The water kefir grains may be contained in a muslin bag. Water kefir is a probiotic, naturally fizzy, fermented drink that tastes rather like lemonade, but milder. These non-alcoholic fermented drinks have grown in popularity in recent years, known for their gut-loving properties, natural fizz and interesting flavours.
Water kefir is made by soaking water kefir grains in sugared water. Read more on that over here. You can get hold of water kefir grains online or, as I discovered, from a neighbour on Gumtree.
The process is very simple so follow the package instructions. The more you have, the more kefir water you can make! Use a rough ratio of 2 tablespoons of grains per ml of water; if you have less, add less water and vice versa. Store any extras in the fridge or give them to a friend, or sell them on Gumtree! To store your grains, keep them in an airtight glass jar in some already brewed kefir water in the back of your fridge.
From time to time your Water Kefir Grains might give you a run for your money and patience. Here are some common troubleshooting issues. It might take several batches to several weeks, but they will be efficiently working when you see all three of these:.
You can manipulate final sugar content in finished water kefir by doing a second ferment. Safest thing is to buy from a brewing supply storefront or online brewing supply company.
So, clamp it closed or screw the band on tightly, and let it sit at room temperature for 1 to 4 days. A combination could mean it only takes 1 day to get pop and fizz along with a less sweet drink. I find it preventatively in my favor to open it in the sink with a wet towel over my hands and the bottle…NEVER put your face over the bottle to check things out.
For example, in the winter it may take days whereas in the summer it may only take days. Not getting any fizz? Try adding a few tablespoons of juice. I see a remarkable difference between apple juice and grape juice. Apple juice takes longer to achieve my goal, while grape juice often tastes like alcohol if I do it the same length of time as apple juice…yikes! Just beware if you are using spring or well water - the high mineral sugar may be mineral overload, so instead, try moving it somewhere warmer, bottling it up longer, and using as airtight a bottle as possible.
In the summer my second ferments are really powerful even after a day or so. It gets messy! What can I do? No one enjoys a kefir shower! I found that a solid 3 days without opening the bottle worked. You can also move your bottles somewhere cooler, and that will help slow down the build up of pressure if you need to time things better.

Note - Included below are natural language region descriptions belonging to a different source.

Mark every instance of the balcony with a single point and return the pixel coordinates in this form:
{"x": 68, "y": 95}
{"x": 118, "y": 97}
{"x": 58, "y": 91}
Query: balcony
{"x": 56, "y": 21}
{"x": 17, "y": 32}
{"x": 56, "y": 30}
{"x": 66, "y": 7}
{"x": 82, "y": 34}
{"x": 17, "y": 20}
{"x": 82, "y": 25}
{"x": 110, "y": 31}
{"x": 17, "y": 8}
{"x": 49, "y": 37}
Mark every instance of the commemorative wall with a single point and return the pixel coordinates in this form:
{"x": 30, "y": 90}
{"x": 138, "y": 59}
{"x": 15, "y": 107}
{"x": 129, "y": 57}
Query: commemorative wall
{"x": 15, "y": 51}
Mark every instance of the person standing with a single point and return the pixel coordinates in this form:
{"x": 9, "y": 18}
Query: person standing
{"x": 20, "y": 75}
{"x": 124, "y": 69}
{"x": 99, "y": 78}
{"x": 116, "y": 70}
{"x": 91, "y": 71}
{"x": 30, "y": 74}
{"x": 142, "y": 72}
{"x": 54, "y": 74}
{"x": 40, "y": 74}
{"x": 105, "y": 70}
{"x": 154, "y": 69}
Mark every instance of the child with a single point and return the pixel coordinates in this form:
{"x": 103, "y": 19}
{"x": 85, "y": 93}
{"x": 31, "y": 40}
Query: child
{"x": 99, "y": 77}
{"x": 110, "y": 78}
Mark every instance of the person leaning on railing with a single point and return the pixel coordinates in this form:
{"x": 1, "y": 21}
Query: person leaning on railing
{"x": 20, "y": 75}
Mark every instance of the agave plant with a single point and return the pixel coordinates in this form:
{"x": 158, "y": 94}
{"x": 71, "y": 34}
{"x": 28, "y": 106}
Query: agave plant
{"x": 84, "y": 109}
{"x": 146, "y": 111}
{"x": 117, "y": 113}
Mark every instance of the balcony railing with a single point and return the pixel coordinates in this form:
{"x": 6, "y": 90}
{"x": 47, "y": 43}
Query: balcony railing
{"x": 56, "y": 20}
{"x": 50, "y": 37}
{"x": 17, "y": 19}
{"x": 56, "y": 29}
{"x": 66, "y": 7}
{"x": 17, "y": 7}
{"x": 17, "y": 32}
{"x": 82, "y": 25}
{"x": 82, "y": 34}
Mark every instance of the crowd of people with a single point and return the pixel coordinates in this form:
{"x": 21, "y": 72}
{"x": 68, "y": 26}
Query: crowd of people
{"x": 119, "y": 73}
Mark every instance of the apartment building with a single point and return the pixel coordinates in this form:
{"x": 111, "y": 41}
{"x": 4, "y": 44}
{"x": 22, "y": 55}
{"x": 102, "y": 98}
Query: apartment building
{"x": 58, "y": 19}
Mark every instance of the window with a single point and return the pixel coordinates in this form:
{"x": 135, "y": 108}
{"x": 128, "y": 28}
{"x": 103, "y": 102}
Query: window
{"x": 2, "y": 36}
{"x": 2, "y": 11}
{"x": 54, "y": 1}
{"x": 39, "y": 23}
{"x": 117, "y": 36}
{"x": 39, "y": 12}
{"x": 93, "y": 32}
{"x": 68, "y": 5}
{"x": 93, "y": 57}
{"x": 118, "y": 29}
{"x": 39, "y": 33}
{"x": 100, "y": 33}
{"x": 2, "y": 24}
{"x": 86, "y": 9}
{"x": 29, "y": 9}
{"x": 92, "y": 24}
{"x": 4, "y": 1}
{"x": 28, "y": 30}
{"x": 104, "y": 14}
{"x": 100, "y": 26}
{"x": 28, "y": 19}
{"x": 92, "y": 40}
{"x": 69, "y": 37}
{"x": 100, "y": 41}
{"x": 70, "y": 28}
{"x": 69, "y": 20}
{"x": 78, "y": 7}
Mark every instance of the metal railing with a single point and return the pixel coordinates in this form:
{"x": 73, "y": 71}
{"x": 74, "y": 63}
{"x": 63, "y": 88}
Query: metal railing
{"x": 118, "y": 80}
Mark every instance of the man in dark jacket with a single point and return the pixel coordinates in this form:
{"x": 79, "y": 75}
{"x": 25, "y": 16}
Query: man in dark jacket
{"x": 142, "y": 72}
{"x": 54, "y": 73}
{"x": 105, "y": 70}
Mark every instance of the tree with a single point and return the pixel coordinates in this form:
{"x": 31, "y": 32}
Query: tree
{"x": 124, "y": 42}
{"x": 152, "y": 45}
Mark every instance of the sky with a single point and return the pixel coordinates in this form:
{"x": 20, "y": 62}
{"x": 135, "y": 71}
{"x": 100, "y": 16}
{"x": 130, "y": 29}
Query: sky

My water kefir tastes a little like alcohol. Do I worry? Honestly there is not enough sugar in a first ferment to make you anywhere near dangerously intoxicated, but there are times when added fruit juice to a second ferment will definitely make things taste more like alcohol if it ferments for several days at a warm room temperature.
When this happens to me, I just dilute it with water and carry on… for more information, grab a hydrometer or a Brix and read here. My water kefir is anything but normal…ick! What do I do? There could be a zillion reasons for your wonky water kefir. Second, check your process or environment. Gently rinse the grains with a good quality, filtered water NO chlorine, chloramine, fluoride etc. Try another batch. If you get the wonky water kefir again, you could try another rinse, then rest in the fridge for a week.